The official launch of the Youth and gender Connect project took place on 1 June 2021 in Yaoundé and on a zoom meeting. It aims to train young people, women and returnees in dual training and entrepreneurship.
The training courses will enable the development of skills corresponding to the needs of the private sector and to the economic potential of the agri-food processing, maintenance and car repair sectors, thus facilitating the insertion of the beneficiaries into the labour market.
An improvement in the performance and services of the Chamber of Commerce, Industry, Mines and Handicrafts of Cameroon and the vocational training centres will contribute to a better offer of vocational training and to local economic development, notably through the organisation of public-private workshops and thus a greater animation of the actors of these sectors.

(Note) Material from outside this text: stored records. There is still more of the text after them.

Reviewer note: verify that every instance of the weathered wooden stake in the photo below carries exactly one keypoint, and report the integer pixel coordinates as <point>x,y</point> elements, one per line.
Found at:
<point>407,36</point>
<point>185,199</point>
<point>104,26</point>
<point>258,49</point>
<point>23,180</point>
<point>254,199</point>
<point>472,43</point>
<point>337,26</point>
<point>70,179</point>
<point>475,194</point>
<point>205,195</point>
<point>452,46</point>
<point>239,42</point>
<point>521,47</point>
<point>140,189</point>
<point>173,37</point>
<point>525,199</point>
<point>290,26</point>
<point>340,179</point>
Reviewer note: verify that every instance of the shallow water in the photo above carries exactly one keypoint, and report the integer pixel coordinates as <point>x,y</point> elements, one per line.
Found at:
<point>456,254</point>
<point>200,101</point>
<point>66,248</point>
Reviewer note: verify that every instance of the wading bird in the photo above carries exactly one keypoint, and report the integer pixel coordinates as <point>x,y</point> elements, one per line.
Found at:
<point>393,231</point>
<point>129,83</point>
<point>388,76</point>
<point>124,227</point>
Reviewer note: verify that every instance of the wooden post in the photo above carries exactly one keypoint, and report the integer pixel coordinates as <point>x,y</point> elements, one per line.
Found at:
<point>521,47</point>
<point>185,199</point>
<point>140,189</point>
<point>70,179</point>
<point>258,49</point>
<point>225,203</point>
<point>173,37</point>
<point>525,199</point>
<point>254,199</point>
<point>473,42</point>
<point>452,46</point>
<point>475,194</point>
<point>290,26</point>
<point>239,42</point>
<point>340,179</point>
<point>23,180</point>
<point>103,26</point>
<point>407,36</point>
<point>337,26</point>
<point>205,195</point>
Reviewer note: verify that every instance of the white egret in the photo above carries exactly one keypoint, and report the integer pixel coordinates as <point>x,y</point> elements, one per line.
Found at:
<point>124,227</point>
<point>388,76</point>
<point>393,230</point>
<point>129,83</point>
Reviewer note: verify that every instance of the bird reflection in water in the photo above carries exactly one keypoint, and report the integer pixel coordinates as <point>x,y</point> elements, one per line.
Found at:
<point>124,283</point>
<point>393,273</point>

In figures, this project means that at least 480 direct beneficiaries are made aware of the possibilities offered by Technical and Vocational Education and Training through information campaigns and training activities.
A minimum of 360 young people are trained, of which at least 235 are inserted into the labour market through a dual vocational training approach (workplace and training centre) and accompanied after the training for job placement and at least 125 people are trained in entrepreneurship and accompanied after the training to create their business.
At least 65 MSMEs from the relevant value chain(s) – including also client companies and suppliers – participate in the identification of skill gaps. 25 trainers trained in both value chains on the dual method, entrepreneurship, management and vocational and technical education. And 7 training centres are strengthened in their technical and vocational training services
As a reminder, this is a training programme for young people on agri-food processing, car repair and entrepreneurship in Cameroon” in the cities of Bafoussam, Douala, Ngaoundéré, Obala and Yaoundé and financed by the European Union.